Feeding Mars

Book Review

Reviews by "Old Duffer"

edited by John Lynn

This is a reprint of a notable book on logistics. John Lynn opens the batting by clobbering Van Creveld (the sine qua non of the book) over his wobbly calculations of army supply requirements. Lynn believes the difference between Napoleon and (say) the Duc de Luxembourg (apart from the former being a loser) was that the former's army was filled with patriotic zeal and would put up with poor rations, but the latter's would not. This seems slightly at variance with the anti-zeal view of Lynn in his Bayonets of the Republic.

Walter Kaegi opens the early period essays with one on the Byzantine logistical system. The trouble is he knows little of that system and can merely point to the distances, the numbers, and the problems. It is clear evidence that the Byzantines must have known how to do something, but quite what this was eludes us. Similarly the self-referencing Bernhard Bachrach cannot really tell us much about logistics in the Dark Ages. He can however once again point to the impressive feats of Offa and Charlemagne building major works, the logistic weight of Charles' Saxon campaigns and of William the Bastard. Both essayists cannot supply answers but can demonstrate someone had done the homework back then.

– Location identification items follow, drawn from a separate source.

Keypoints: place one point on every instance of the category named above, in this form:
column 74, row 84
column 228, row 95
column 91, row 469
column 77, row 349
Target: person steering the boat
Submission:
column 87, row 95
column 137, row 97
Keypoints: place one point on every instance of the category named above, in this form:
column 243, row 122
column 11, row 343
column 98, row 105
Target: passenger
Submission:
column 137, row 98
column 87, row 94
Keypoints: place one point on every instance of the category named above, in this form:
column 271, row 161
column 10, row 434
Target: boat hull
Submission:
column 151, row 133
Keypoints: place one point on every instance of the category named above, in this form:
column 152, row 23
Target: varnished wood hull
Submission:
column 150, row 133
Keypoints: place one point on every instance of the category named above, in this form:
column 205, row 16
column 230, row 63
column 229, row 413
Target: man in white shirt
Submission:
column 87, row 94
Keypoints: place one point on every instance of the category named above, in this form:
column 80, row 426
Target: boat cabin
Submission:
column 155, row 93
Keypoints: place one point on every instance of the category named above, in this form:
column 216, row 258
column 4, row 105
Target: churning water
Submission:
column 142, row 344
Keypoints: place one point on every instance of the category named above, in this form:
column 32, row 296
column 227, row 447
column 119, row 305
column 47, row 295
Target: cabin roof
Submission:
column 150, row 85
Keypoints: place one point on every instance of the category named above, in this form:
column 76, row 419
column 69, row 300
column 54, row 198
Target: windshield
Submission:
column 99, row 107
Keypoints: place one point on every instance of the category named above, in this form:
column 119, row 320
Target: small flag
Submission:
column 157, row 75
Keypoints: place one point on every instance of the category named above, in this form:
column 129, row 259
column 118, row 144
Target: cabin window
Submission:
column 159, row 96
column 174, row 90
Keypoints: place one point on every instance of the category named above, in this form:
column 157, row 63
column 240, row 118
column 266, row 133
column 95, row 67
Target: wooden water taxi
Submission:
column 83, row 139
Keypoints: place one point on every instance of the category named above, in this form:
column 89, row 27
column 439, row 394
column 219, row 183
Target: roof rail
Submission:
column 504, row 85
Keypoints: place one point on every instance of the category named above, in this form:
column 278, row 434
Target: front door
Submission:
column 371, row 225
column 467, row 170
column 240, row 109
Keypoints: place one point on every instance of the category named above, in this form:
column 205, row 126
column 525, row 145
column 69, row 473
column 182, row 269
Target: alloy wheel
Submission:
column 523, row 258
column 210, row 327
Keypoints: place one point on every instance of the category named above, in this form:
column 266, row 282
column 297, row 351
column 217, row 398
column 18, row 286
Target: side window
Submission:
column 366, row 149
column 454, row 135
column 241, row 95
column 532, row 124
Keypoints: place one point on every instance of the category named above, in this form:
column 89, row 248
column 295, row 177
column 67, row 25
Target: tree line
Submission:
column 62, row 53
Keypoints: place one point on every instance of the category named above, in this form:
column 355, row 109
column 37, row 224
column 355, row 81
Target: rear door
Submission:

The 1500-1815 sections include the best essays. John Guilmartin (he of Gunpowder and Galleys) discusses Spanish naval logistics in the 16th Century. John Lynn covers the fortress mentality (which was created he reckons as an instrument of attritional war to guard one's own tax base and threaten the enemy's) of Louis XIV's campaigns. Finally John Shy explains the difficulties of supplying the American rebel scum of the AWI due to the lack of a strong road structure and paucity of excess methods of transport in the colonial economy.

The modern section is by far the weakest. Robert Bruce on why the Union army's R&D did not work, they could have had breechloaders (and they should have had breechloaders). Of course Mr Bruce has those handy-dandy Hindsight Goggles! Jon Sumida drones on about the logistics of the British Navy, Daniel Beaver takes us into the exciting world of US Army truck selection and Joel Myerson finishes of with supplying the Vietnam War.

For so notable a work one must comment on the lack of many strong essays. At the stage this first appeared the topic was perhaps new and exciting and the commentators a bit thin on the ground. In this at least we have improved.